Now, it’s time to melt our datasets:

pd.melt(
    zhvi,
    id_vars=["RegionName", "StateName"],
    value_vars=list(
        filter(looks_like_a_date, zhvi.columns)
    ),  # Notice I'm filtering zhvi columns here
    var_name="Date",
    value_name="ZHVI",
)

	RegionName	StateName	Date	ZHVI
0	Los Angeles County	CA	2000-01-31	205982.244116
1	Cook County	IL	2000-01-31	136354.916313
2	Harris County	TX	2000-01-31	107050.239739
3	Maricopa County	AZ	2000-01-31	146824.674809
4	San Diego County	CA	2000-01-31	217214.415906
...	...	...	...	...
871069	Thomas County	NE	2023-07-31	133745.901961
871070	McPherson County	NE	2023-07-31	273759.383253
871071	Arthur County	NE	2023-07-31	237980.396932
871072	Petroleum County	MT	2023-07-31	195882.207523
871073	Kenedy County	TX	2023-07-31	104976.588235

871074 rows × 4 columns

zhvi_tidy = zhvi.melt(
    id_vars=["RegionName", "StateName"],
    value_vars=list(filter(looks_like_a_date, zhvi.columns)), # Notice I'm filtering zhvi columns here
    var_name="Date",
    value_name="ZHVI",
)

zori_tidy = zori.melt(
    id_vars=["RegionName", "StateName"],
    value_vars=list(filter(looks_like_a_date, zori.columns)), # Notice I'm filtering zori columns here
    var_name="Date",
    value_name="ZORI",
)

and take a look:

zori_tidy.head()

	RegionName	StateName	Date	ZORI
0	Los Angeles County	CA	2015-01-31	1859.636263
1	Cook County	IL	2015-01-31	1509.519799
2	Harris County	TX	2015-01-31	1244.972009
3	Maricopa County	AZ	2015-01-31	1001.214534
4	San Diego County	CA	2015-01-31	1797.996849

zhvi_tidy.head()

	RegionName	StateName	Date	ZHVI
0	Los Angeles County	CA	2000-01-31	205982.244116
1	Cook County	IL	2000-01-31	136354.916313
2	Harris County	TX	2000-01-31	107050.239739
3	Maricopa County	AZ	2000-01-31	146824.674809
4	San Diego County	CA	2000-01-31	217214.415906

Merge the data frames

Another common operation is merging, also known as joining, two datasets.

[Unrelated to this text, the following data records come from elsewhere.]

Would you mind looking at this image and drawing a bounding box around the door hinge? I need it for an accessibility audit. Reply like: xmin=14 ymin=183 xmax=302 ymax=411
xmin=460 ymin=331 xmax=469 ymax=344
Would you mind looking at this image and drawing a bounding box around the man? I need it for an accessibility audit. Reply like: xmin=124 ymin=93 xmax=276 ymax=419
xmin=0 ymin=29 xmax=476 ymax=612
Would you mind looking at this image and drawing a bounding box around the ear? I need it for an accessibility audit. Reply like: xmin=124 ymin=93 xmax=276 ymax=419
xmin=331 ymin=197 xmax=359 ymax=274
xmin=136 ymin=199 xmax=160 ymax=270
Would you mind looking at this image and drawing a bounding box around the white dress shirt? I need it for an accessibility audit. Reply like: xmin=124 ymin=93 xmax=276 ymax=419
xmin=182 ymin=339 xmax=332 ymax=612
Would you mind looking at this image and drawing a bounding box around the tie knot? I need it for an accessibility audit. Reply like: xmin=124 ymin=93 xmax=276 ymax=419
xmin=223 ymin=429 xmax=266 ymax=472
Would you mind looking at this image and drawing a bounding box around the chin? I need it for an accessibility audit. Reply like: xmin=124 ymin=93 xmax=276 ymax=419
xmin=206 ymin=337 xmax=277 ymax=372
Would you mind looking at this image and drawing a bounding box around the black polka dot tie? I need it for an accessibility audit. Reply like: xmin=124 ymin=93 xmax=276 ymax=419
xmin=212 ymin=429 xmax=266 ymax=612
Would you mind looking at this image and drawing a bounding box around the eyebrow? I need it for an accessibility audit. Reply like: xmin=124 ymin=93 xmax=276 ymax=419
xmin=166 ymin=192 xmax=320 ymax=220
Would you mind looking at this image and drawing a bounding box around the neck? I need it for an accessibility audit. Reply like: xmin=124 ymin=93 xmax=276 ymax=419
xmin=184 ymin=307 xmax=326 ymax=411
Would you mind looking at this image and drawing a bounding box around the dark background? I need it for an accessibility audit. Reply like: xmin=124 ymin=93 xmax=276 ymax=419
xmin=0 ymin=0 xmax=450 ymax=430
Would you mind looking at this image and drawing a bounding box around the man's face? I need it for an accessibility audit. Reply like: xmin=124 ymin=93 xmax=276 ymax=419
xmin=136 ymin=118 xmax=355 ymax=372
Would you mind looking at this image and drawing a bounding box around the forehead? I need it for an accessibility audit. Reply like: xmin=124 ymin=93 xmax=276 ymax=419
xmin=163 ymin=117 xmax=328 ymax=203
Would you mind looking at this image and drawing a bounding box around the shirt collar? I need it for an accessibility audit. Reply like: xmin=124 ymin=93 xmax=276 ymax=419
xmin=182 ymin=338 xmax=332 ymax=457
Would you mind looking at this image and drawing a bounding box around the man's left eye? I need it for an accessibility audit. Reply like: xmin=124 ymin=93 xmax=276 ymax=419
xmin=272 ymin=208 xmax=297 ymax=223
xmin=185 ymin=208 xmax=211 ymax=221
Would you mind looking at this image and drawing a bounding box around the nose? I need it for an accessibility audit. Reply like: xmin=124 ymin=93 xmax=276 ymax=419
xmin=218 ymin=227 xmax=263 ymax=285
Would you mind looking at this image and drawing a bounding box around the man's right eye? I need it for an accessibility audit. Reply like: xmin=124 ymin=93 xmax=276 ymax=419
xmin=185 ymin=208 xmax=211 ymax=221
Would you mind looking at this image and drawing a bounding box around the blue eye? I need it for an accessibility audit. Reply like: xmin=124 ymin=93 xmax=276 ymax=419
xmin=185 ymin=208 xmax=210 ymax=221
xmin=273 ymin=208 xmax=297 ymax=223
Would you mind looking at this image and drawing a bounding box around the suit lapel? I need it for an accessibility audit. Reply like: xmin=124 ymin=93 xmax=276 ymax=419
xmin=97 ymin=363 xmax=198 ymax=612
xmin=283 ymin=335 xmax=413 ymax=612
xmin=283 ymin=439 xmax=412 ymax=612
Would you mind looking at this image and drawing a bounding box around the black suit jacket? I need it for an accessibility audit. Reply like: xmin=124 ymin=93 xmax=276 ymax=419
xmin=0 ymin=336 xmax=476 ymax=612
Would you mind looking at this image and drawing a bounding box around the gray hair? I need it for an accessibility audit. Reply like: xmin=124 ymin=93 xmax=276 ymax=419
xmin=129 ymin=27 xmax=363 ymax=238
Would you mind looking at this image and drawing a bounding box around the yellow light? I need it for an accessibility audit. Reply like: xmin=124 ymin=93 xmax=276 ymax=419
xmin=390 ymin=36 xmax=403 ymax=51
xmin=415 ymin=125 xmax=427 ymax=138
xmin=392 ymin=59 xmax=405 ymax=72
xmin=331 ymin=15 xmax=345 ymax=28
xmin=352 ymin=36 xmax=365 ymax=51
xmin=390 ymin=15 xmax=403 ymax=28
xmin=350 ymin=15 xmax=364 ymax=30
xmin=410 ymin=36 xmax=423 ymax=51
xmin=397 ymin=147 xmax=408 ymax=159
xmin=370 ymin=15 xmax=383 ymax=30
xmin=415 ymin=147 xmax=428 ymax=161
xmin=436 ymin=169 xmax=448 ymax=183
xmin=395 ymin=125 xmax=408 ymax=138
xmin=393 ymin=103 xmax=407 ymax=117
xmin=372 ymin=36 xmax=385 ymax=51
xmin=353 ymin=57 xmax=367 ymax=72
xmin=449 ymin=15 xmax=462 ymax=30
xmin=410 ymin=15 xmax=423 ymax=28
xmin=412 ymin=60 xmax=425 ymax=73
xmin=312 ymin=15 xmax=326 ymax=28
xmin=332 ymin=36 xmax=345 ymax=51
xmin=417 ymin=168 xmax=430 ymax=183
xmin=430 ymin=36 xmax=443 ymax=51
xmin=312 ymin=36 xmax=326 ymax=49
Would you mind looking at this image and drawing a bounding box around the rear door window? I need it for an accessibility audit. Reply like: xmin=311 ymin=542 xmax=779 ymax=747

We can use the merge() function to merge observations that have the same Date, RegionName, and StateName values.

# Left dataframe is ZORI
# Right dataframe is ZHVI

zillow_data = pd.merge(
    zori_tidy, zhvi_tidy, on=["Date", "RegionName", "StateName"], how="outer"
)

Let’s sort the data by ‘Date’:

zillow_data = zillow_data.sort_values(
    by="Date",         # Sort by Data column
    ascending=True,    # Ascending order
    ignore_index=True, # Reset the index to 0 to N
)

Let’s take a peak at the end of the dataframe using the .tail() function:

zillow_data.head(n=20)

	RegionName	StateName	Date	ZORI	ZHVI
0	Dooly County	GA	2000-01-31	NaN	43205.386681
1	Moniteau County	MO	2000-01-31	NaN	NaN
2	Jefferson County	GA	2000-01-31	NaN	52304.968485
3	Henry County	KY	2000-01-31	NaN	83564.841863
4	Pawnee County	OK	2000-01-31	NaN	37124.230106
5	Clarke County	MS	2000-01-31	NaN	NaN
6	Floyd County	IA	2000-01-31	NaN	65476.850601
7	Nottoway County	VA	2000-01-31	NaN	NaN
8	Dewitt County	IL	2000-01-31	NaN	NaN
9	Grand County	CO	2000-01-31	NaN	176407.811425
10	Sequatchie County	TN	2000-01-31	NaN	57679.387017
11	Barbour County	WV	2000-01-31	NaN	41933.827293
12	Carroll County	IL	2000-01-31	NaN	NaN
13	Washington County	AL	2000-01-31	NaN	NaN
14	Floyd County	VA	2000-01-31	NaN	NaN
15	Marquette County	WI	2000-01-31	NaN	NaN
16	Vermillion County	IN	2000-01-31	NaN	NaN
17	Lawrence County	IL	2000-01-31	NaN	14805.795158
18	Brown County	IN	2000-01-31	NaN	NaN
19	Redwood County	MN	2000-01-31	NaN	NaN

Merging is very powerful and the merge can be done in a number of ways. In this case, we did a outer merge in order to keep all parts of each dataframe: even if a county doesn’t have both a ZORI and ZHVI value, the row will be in the merged dataframe with NaN to represent missing values.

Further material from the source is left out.